In Glasgow there was a weekly paper of much humour and spirit called The Bailie. With each issue it published an article on some prominent man of the day under the title of Men You Know, accompanied by a portrait of the person selected. It is the Glasgow Punch. It was established in 1873,and “Ma Conscience!” is its motto. It still, I am glad to hear, runs an honorable and profitable course, which its merits well deserve. In its issue of September 13th, 1882, Mr. Wainwright was The Man You Know, and, at the request of the Editor, I wrote the article upon him. In it are some words which, penned when I was with him daily, and his influence was strong upon me, are, perhaps, more true and faithful than any I could at this distance of time write, and so I will quote them here, and with them conclude this chapter.
“He (The Man You Know) is one upon whom responsibility rests gracefully and lightly, who accomplishes great things without apparent effort, and whose personal influence smoothes the daily friction of official life. He rules with a gentler sway than many who are accustomed to other methods of command would believe possible. He believes in Emerson’s maxim that if you deal nobly with men they will act nobly, and his habit towards everyone around him, and its success, lends force to the genial truth of the American philosopher.”
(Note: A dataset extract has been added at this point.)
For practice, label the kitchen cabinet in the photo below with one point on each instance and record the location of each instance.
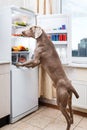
(78, 75)
(4, 90)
The 27th day of September, 1875, was the Jubilee of the British Railway System. It was celebrated by a banquet given by the North-Eastern Railway Company at Darlington, for the Stockton and Darlington section of the North-Eastern was, as I have mentioned before, the first public railway. A thousand guests were invited. No building in Darlington could accommodate such a number, and a great marquee, large enough to dine a thousand people, was obtained from London. My chief attended the banquet and I remained at home to hear the news when he returned. Dan Godfrey’s band was there, and Dan Godfrey himself composed some music for the occasion. The menu was long, elaborate and imposing; equalled only by the toast list, which contained no less than sixteen separate toasts. It was a Gargantuan feast befitting a great occasion. Could we men of to-day have done it justice and sat it and the toast list out, I wonder. It took place over forty years ago, when the endurance of the race was, perhaps, greater than now; or why do we now shorten our banquets and shirk the bottle?